Demikian disampaikan Stephanie Juwana, Direktur Program Indonesia Ocean Justice Initiative (IOJI) saat mempresentasikan hasil temuan riset yang dilakukan IOJI bersama Yayasan KEHATI dalam acara diskusi publik tentang “Nilai dan Praktik Hukum Adat untuk Penyelamatan Ekosistem dan Kedaulatan Pangan” di Ocean Justice House Jakarta, Kamis (17/03/2025). Diskusi ini mengangkat peran masyarakat adat dalam pengelolaan lingkungan, berbagi pengalaman terkait praktik konservasi berbasis adat, serta membangun komitmen politik legislatif guna mendorong pengesahan RUU Masyarakat Adat yang berpihak pada kepentingan masyarakat adat.

Dalam sambutannya, Mas Achmad Santosa, CEO IOJI, menegaskan adanya kebutuhan sistem hukum yang menggunakan cara pandang tentang hubungan manusia dengan alam (human-nature relations) dan mampu mengubah pendekatan human-dominant kepada pendekatan yang inklusif untuk all living beings. Setidaknya terdapat lima prinsip yang perlu dijadikan sebagai prinsip-prinsip hukum untuk mengatasi tantangan krisis bumi di era antroposen: ecological integrity, ecological limits, strong sustainability, ecological primacy, dan ecological justice. prinsip-prinsip yang perlu tertanam (embedded) dalam law in the Anthropocene (LIA) sudah hidup, berkembang dan dipraktekkan dalam masyarakat adat Indonesia dan negara-negara lainnya.

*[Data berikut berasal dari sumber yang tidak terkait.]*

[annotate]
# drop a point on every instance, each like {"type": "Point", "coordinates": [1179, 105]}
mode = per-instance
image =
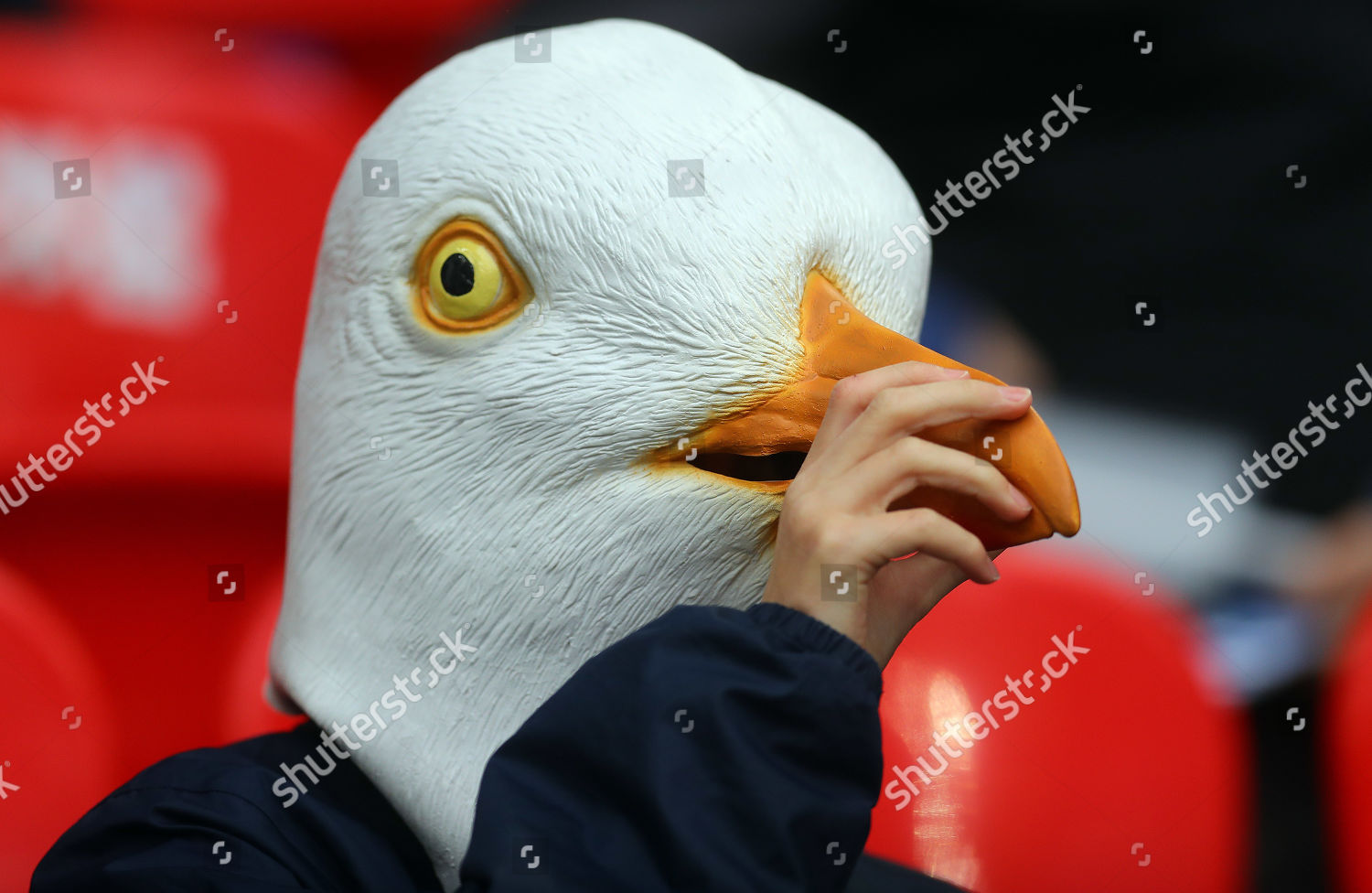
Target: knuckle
{"type": "Point", "coordinates": [924, 520]}
{"type": "Point", "coordinates": [884, 403]}
{"type": "Point", "coordinates": [848, 392]}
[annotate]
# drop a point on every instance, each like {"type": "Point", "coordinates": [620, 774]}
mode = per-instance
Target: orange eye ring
{"type": "Point", "coordinates": [464, 254]}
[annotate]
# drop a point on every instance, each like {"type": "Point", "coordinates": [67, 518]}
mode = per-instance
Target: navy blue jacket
{"type": "Point", "coordinates": [713, 749]}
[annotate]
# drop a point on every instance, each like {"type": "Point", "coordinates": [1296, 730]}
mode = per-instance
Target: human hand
{"type": "Point", "coordinates": [867, 454]}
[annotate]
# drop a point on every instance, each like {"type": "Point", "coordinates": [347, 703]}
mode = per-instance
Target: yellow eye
{"type": "Point", "coordinates": [464, 280]}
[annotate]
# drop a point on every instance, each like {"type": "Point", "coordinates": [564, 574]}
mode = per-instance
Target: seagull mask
{"type": "Point", "coordinates": [557, 376]}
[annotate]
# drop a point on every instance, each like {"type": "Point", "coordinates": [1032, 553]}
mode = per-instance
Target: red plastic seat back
{"type": "Point", "coordinates": [1099, 759]}
{"type": "Point", "coordinates": [59, 737]}
{"type": "Point", "coordinates": [162, 206]}
{"type": "Point", "coordinates": [1347, 747]}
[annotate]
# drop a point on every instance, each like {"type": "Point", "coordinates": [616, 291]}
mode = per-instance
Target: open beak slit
{"type": "Point", "coordinates": [773, 468]}
{"type": "Point", "coordinates": [765, 441]}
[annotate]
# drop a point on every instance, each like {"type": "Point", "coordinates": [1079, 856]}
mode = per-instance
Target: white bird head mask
{"type": "Point", "coordinates": [565, 277]}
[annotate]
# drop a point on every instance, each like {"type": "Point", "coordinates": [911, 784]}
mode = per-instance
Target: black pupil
{"type": "Point", "coordinates": [457, 274]}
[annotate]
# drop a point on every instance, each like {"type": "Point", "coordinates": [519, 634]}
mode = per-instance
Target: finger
{"type": "Point", "coordinates": [927, 533]}
{"type": "Point", "coordinates": [899, 412]}
{"type": "Point", "coordinates": [852, 394]}
{"type": "Point", "coordinates": [921, 575]}
{"type": "Point", "coordinates": [910, 462]}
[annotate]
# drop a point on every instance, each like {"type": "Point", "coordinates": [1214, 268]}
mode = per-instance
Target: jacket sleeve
{"type": "Point", "coordinates": [713, 749]}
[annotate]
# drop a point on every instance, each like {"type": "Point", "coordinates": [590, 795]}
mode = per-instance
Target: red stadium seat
{"type": "Point", "coordinates": [59, 738]}
{"type": "Point", "coordinates": [1103, 758]}
{"type": "Point", "coordinates": [166, 221]}
{"type": "Point", "coordinates": [208, 176]}
{"type": "Point", "coordinates": [420, 24]}
{"type": "Point", "coordinates": [244, 709]}
{"type": "Point", "coordinates": [1347, 747]}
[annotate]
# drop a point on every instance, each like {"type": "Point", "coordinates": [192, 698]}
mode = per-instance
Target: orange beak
{"type": "Point", "coordinates": [837, 342]}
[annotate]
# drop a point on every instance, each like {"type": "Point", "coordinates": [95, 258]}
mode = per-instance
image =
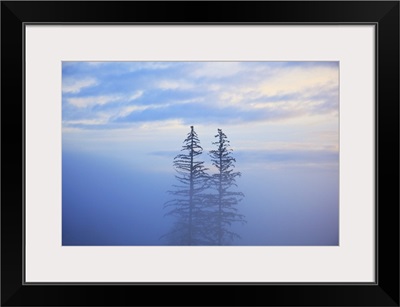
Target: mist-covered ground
{"type": "Point", "coordinates": [107, 203]}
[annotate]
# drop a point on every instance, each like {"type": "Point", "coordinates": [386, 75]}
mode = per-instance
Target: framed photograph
{"type": "Point", "coordinates": [239, 154]}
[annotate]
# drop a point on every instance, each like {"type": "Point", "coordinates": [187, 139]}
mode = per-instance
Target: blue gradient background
{"type": "Point", "coordinates": [123, 123]}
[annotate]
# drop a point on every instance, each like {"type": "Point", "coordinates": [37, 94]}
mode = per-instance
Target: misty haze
{"type": "Point", "coordinates": [200, 153]}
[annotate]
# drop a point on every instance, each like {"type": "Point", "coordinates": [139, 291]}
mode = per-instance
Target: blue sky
{"type": "Point", "coordinates": [281, 118]}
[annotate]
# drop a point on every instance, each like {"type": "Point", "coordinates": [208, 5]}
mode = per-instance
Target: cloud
{"type": "Point", "coordinates": [175, 85]}
{"type": "Point", "coordinates": [93, 100]}
{"type": "Point", "coordinates": [216, 69]}
{"type": "Point", "coordinates": [136, 95]}
{"type": "Point", "coordinates": [75, 86]}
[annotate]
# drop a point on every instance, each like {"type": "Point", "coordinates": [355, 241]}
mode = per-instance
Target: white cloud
{"type": "Point", "coordinates": [75, 86]}
{"type": "Point", "coordinates": [175, 85]}
{"type": "Point", "coordinates": [136, 95]}
{"type": "Point", "coordinates": [93, 100]}
{"type": "Point", "coordinates": [300, 79]}
{"type": "Point", "coordinates": [217, 69]}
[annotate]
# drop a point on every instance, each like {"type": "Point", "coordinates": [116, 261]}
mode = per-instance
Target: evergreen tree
{"type": "Point", "coordinates": [223, 199]}
{"type": "Point", "coordinates": [188, 205]}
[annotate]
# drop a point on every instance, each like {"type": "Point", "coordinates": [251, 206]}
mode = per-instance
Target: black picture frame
{"type": "Point", "coordinates": [383, 14]}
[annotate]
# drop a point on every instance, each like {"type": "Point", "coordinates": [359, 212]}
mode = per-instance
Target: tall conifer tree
{"type": "Point", "coordinates": [224, 199]}
{"type": "Point", "coordinates": [188, 205]}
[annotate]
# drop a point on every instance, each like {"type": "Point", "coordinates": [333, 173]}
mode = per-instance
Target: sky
{"type": "Point", "coordinates": [124, 122]}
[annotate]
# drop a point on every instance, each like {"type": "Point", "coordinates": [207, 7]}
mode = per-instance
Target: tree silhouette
{"type": "Point", "coordinates": [223, 200]}
{"type": "Point", "coordinates": [188, 205]}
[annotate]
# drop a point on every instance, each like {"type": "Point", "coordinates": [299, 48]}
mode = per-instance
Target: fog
{"type": "Point", "coordinates": [105, 202]}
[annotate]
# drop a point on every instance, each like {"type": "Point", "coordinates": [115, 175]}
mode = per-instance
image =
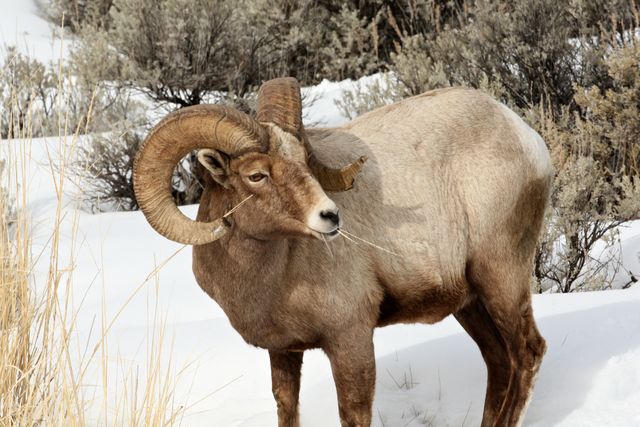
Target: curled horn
{"type": "Point", "coordinates": [279, 102]}
{"type": "Point", "coordinates": [202, 126]}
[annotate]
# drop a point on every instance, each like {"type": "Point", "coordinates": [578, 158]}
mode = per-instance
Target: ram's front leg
{"type": "Point", "coordinates": [354, 372]}
{"type": "Point", "coordinates": [285, 384]}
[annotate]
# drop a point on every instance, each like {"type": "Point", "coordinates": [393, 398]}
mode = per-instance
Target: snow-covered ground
{"type": "Point", "coordinates": [426, 375]}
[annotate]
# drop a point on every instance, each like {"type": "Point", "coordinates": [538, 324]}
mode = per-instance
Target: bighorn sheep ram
{"type": "Point", "coordinates": [452, 195]}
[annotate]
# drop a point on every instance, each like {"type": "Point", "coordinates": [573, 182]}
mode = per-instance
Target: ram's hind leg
{"type": "Point", "coordinates": [507, 299]}
{"type": "Point", "coordinates": [479, 325]}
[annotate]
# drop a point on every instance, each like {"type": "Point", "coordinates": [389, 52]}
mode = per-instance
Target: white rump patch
{"type": "Point", "coordinates": [532, 143]}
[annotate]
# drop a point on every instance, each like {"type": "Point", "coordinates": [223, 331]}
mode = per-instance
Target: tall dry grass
{"type": "Point", "coordinates": [48, 375]}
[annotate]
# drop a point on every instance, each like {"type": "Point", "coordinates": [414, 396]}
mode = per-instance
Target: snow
{"type": "Point", "coordinates": [426, 375]}
{"type": "Point", "coordinates": [22, 25]}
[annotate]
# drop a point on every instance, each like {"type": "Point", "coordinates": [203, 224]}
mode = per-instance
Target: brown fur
{"type": "Point", "coordinates": [450, 187]}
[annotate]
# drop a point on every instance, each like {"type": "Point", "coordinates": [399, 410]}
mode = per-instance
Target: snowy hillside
{"type": "Point", "coordinates": [426, 375]}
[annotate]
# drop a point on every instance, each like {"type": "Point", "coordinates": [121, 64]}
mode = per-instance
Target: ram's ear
{"type": "Point", "coordinates": [217, 163]}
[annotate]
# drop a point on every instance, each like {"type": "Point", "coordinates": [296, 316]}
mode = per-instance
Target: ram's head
{"type": "Point", "coordinates": [267, 159]}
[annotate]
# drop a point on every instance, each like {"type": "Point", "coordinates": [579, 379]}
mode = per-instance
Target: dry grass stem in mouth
{"type": "Point", "coordinates": [327, 245]}
{"type": "Point", "coordinates": [347, 237]}
{"type": "Point", "coordinates": [236, 207]}
{"type": "Point", "coordinates": [346, 234]}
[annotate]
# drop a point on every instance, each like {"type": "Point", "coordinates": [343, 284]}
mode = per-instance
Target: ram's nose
{"type": "Point", "coordinates": [331, 215]}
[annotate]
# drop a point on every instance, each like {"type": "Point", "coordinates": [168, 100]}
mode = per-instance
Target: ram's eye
{"type": "Point", "coordinates": [257, 177]}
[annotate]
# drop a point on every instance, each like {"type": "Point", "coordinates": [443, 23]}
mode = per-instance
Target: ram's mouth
{"type": "Point", "coordinates": [325, 235]}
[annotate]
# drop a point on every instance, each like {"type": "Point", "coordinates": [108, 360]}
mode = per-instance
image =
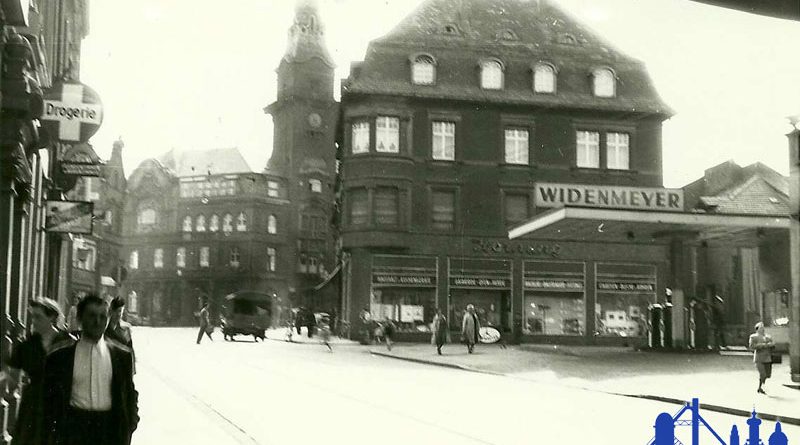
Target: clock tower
{"type": "Point", "coordinates": [304, 151]}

Sebagai pembicara utama, Agustin Teras Narang, Anggota Dewan Perwakilan Daerah RI, memaparkan arah kebijakan negara dalam memberikan perlindungan kepada masyarakat adat. Dalam paparannya, ia menekankan kebutuhan bagi masyarakat adat tidak hanya pengakuan dan penghormatan, tetapi juga perlindungan dan pemberdayaannya. “Bagaimanapun juga masyarakat adat harus ada undang-undangnya, karena itu merupakan perintah dari Konstitusi dan saat ini kondisi masyarakat adat memerlukan kepastian. Pasal 18B dan 28I dari UUD NRI 1945 telah memberikan kita landasan untuk adanya pengakuan bagi masyarakat adat” tegas Teras Narang.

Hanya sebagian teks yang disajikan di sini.